The very first meal after the burial is called Seudat Havara’ah or “The meal of recovery”. In addition to bread or bagels, it customary to serve peeled hard-boiled eggs, for they are round and symbolize the cycle of life. The bread is placed in the hands of the mourners by others. After eating the bread and an egg, one may eat other foods. Wine is allowed, in moderation.

During this 7 day period, the mourner does not leave the house, except for Shabbat. Prayer services are held every morning and evening in the mourner’s house, which include saying the Mourner’s Kaddish. On the last day of Shiva, those who have come to comfort the mourners say “Arise”. The comforters then say,

No more will your sun set, nor your moon be darkened, for God will be an eternal light for you, and your days of mourning shall end. (Isaiah 60:20)

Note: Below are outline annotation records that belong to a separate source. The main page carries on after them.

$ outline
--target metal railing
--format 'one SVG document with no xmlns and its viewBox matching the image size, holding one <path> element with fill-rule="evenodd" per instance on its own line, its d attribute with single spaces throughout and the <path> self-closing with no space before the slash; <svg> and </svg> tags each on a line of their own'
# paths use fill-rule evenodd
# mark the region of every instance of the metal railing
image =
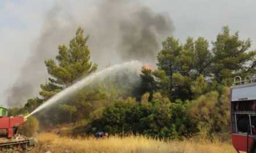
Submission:
<svg viewBox="0 0 256 153">
<path fill-rule="evenodd" d="M 256 74 L 249 75 L 246 76 L 244 79 L 242 79 L 241 76 L 236 76 L 234 78 L 233 86 L 241 85 L 256 82 Z"/>
</svg>

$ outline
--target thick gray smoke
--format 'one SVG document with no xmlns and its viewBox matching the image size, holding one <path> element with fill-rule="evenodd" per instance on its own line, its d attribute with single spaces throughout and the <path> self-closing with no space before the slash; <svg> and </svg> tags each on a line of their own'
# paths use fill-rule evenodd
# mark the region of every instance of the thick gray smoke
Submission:
<svg viewBox="0 0 256 153">
<path fill-rule="evenodd" d="M 131 60 L 154 65 L 161 42 L 171 34 L 167 15 L 132 1 L 92 1 L 91 8 L 84 1 L 68 5 L 63 1 L 48 11 L 30 57 L 6 92 L 9 106 L 23 104 L 37 95 L 39 84 L 48 77 L 44 61 L 54 58 L 58 46 L 67 44 L 79 26 L 90 35 L 92 60 L 100 69 Z"/>
</svg>

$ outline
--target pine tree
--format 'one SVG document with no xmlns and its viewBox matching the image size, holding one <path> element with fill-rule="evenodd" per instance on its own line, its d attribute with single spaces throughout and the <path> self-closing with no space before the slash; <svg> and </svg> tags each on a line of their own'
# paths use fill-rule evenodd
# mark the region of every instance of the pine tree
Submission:
<svg viewBox="0 0 256 153">
<path fill-rule="evenodd" d="M 41 85 L 40 95 L 47 100 L 67 88 L 82 76 L 95 71 L 97 65 L 90 61 L 90 50 L 87 45 L 88 36 L 84 38 L 83 30 L 79 27 L 69 47 L 59 46 L 56 60 L 45 61 L 48 74 L 52 76 L 49 82 Z"/>
</svg>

Like a man whose mother consoles him, so shall I console you, and you shall be consoled in Jerusalem. (Isaiah 66:13)

The comforters then take the mourner out for a short walk around the block. The first step to re-entry into the world.

Sheloshim

This is the 30 days following burial. During sheloshim, the mourner may return to their job, but they are to avoid large parties, celebrations, musical performances, or weddings (except those in the immediate family). This time is divided into 4 weeks, marked by Sabbath.

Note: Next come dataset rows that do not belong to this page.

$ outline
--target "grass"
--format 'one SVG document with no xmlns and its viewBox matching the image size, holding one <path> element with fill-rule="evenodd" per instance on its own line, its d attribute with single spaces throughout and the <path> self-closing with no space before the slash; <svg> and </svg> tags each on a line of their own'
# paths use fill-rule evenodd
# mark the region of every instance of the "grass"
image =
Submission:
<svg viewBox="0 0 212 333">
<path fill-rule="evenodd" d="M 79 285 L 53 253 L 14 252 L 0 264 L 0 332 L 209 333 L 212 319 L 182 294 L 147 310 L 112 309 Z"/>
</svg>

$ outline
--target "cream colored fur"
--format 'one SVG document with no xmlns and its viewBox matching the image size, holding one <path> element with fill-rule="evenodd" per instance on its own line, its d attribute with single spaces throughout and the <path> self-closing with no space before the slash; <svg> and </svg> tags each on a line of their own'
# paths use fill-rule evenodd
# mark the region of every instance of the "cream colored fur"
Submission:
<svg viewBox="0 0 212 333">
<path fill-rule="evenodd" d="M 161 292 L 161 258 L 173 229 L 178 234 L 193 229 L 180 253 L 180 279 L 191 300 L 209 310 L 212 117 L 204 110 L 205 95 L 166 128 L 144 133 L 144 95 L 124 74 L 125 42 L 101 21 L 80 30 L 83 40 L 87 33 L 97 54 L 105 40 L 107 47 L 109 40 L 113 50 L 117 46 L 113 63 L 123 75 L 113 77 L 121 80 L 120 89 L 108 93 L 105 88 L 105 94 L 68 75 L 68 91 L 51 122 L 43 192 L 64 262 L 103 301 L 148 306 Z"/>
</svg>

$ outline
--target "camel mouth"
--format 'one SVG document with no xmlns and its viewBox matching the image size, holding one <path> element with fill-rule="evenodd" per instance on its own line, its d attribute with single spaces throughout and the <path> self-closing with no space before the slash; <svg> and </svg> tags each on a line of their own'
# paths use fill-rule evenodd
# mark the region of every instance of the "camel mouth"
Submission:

    During the first Shabbat service, the mourner waits outside during the celebratory songs. As they enter, the congregations proclaims, “May God console you, among the other mourners of Zion and Jerusalem!”
    On the second Shabbat, the mourner participates in the whole service, but do not sit in their usual seat, as if to represent that they remain communally unsettled.
    On the third Shabbat, the mourner sits in their regular seat, but slip out as soon as service ends, avoiding chit-chat.
    On the final Shabbat of sheloshim, the mourners finally participate in the whole of the service, re-entering the community.

Yizkor

Yizkor means “remembrance”. Yizkor are celebrated on major holidays. The afternoon before the holiday, a candle is relit, in remembrance, and kept burning for 24 hours. At the morning services, those who have never been mourners are asked to leave the service for a few moments, so that those who have sat Shiva may pray together.

Yartzeit

Yartzeit marks the time of one year from the death. Every year, the mourner lights a candle and stands in synagogue to say the Mourner’s Kaddish. On this day, some may donate money in remembrance, others may study a book of Torah, or visit the graveside, or look at old photographs, or recite Psalms, or raise a glass of whiskey in honor of their dead.

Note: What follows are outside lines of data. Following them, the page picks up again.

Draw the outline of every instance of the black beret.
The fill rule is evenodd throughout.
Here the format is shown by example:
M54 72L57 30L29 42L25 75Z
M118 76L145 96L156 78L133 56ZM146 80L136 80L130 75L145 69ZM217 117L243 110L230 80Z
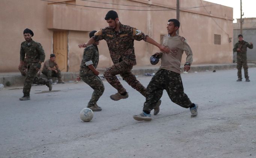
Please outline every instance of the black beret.
M27 28L24 30L24 31L23 31L23 34L24 33L29 33L31 35L31 37L33 37L33 36L34 36L34 33L33 33L33 31L32 31L30 29Z

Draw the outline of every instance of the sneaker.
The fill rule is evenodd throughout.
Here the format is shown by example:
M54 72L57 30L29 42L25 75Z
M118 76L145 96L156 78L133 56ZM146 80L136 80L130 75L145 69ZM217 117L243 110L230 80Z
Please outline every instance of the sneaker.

Ms Winner sums up this chapter by saying,

This calendar of bereavement recognizes the slow way that mourning works. The llong time it takes a grave to cool, slower and longer than our zip-zoom internet and fast food society can accomodate. Long after your friends and acquaintances have stopped paying attention, after they have forgotten to ask how you are, and pray for you and hold your hand, you are still in a place of ebbing sadness. Mourning plateaus gradually and the diminishing of intensity is both recognized and nurtured by the different spaces that the Jewish mourning rituals create. The harrowing shock of aninut. The pain of shiva. The stepping into life and the world of sheloshim

The Mourner’s Kaddish

Glorified and sanctified be God’s great name throughout the world which He has created according to His will. May He establish His kingdom in your lifetime and during your days, and within the life of the entire House of Israel, speedily and soon; and say, Amen.

May His great name be blessed forever and to all eternity.

Blessed and praised, glorified and exalted, extolled and honored, adored and lauded be the name of the Holy One, blessed be He, beyond all the blessings and hymns, praises and consolations that are ever spoken in the world; and say, Amen.

May there be abundant peace from heaven, and life, for us
and for all Israel; and say, Amen.

He who creates peace in His celestial heights, may He create peace for us and for all Israel; and say, Amen.